Diduga Libatkan Pejabat Dikbud dan Jaringan “Tujuh Orang”
Bombana — Kabengga. id ll Aroma busuk dugaan jual-beli jabatan kembali menyeruak dari tubuh Dinas Pendidikan dan Kebudayaan (Dikbud) Kabupaten Bombana.
Sebuah rekaman suara berdurasi 1 menit 30 detik, yang diterima redaksi dari sumber anonim, membuka tabir praktik kotor di balik penetapan kepala sekolah definitif.
Dalam rekaman itu, terdengar suara seorang pria yang mengaku sebagai kepala sekolah aktif di Bombana. Dengan nada pasrah, ia mengungkap telah diminta menyetor uang Rp12 juta sebagai “syarat” agar jabatannya disahkan.
“Saya tanya, berapa bos saya mau anu, dia WA-kan mi saya 12, saya langsung kirim mi,”
ujar pria itu dalam rekaman.
Transfer ke Rekening Perempuan Misterius
Dari hasil penelusuran awal, uang tersebut tidak ditransfer langsung ke rekening pejabat Dikbud, melainkan ke rekening seorang perempuan yang bukan ASN. Langkah ini diduga menjadi “pintu belakang” untuk mengaburkan jejak aliran dana — agar tak terendus aparat maupun auditor internal.
Sumber anonim yang menyerahkan rekaman menegaskan bahwa praktik seperti ini bukan cerita baru di Bombana.

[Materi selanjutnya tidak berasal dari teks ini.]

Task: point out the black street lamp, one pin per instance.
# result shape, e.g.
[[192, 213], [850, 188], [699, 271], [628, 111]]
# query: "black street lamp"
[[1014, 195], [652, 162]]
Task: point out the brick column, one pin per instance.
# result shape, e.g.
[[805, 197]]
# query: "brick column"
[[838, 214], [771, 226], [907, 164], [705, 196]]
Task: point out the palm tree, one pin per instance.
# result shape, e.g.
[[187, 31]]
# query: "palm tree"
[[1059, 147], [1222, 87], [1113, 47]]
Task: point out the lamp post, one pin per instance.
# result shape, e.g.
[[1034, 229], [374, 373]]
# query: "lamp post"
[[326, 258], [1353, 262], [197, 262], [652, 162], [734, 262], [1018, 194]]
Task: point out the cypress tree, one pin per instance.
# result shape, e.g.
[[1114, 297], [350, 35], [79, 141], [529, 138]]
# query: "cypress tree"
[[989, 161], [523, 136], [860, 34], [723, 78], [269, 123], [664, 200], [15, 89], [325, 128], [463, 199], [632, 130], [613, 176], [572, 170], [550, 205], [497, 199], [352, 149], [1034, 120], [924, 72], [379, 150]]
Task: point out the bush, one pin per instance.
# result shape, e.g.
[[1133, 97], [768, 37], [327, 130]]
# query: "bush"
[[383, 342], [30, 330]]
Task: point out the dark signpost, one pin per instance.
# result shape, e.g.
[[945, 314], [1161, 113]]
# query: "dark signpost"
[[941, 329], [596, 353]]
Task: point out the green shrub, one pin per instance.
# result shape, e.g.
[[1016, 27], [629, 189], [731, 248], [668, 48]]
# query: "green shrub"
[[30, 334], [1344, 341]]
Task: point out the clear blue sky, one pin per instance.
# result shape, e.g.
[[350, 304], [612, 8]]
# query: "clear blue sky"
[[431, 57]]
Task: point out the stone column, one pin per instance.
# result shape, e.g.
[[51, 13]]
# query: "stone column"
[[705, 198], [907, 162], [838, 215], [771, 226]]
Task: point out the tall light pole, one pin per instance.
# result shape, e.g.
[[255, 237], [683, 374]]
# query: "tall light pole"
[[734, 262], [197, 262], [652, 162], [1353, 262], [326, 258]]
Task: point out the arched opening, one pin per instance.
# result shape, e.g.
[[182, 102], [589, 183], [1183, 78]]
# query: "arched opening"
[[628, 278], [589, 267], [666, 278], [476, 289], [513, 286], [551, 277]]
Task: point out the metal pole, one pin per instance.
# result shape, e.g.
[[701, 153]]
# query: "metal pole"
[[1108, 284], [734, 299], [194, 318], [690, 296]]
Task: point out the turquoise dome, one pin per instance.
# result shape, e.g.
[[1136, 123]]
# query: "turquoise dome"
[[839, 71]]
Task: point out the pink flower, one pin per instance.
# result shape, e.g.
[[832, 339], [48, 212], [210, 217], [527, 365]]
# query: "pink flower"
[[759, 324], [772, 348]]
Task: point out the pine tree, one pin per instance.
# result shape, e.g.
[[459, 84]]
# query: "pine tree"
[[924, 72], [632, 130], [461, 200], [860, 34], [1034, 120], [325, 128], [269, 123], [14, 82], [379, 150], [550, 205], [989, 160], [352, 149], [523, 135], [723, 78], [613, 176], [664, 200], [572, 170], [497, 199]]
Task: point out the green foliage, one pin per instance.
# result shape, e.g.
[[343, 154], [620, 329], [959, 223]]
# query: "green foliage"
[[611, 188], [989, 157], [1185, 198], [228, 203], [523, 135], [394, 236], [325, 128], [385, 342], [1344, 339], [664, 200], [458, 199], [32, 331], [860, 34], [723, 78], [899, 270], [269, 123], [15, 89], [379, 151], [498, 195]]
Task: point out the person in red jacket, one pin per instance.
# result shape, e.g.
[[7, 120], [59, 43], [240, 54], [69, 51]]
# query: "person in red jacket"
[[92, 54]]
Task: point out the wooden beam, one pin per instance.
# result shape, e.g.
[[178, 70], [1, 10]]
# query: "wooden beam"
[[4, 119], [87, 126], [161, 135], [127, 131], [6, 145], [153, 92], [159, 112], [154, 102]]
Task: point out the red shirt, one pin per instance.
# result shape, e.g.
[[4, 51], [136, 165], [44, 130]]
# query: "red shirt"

“Sudah lama itu, cuma orang tidak berani bicara. Sekarang ada rekamannya, biar terbuka semua,”
tegas sumber tersebut.
Jaringan “Tujuh Orang” Pengatur Mahar Jabatan
Lebih mencengangkan lagi, dalam percakapan itu disebutkan nama seorang pejabat berinisial K, yang disebut menjabat kepala bidang di Dikbud Bombana. Ia diduga tidak bergerak sendirian. K disebut memiliki jaringan beranggotakan tujuh orang yang bertugas mengatur aliran uang dan koordinasi dengan calon kepala sekolah.
“Konfirmasinya sama pak kabid, tapi arahannya lewat orang-orangnya. Ada tujuh orang. Tidak bisa langsung, bukti transfer pun kirim ke nomor orangnya,”
lanjut suara dalam rekaman.
Jika dugaan ini benar, maka praktik kotor tersebut bukan sekadar penyimpangan individu — tapi sudah menjelma menjadi sistem gelap yang mengakar, dengan pola kerja rapi dan terorganisir.
Tim investigasi media masih terus menelusuri kebenaran rekaman ini. Sejumlah kepala sekolah lain disebut juga memiliki bukti serupa: tangkapan layar percakapan, hingga bukti transfer digital yang menguatkan dugaan adanya “mahar jabatan” di lingkungan Dikbud Bombana.
Redaksi menegaskan, seluruh proses investigasi dilakukan dengan tetap menjunjung asas praduga tak bersalah, serta memberi ruang hak jawab bagi pihak-pihak yang disebut dalam temuan ini.(redaksi).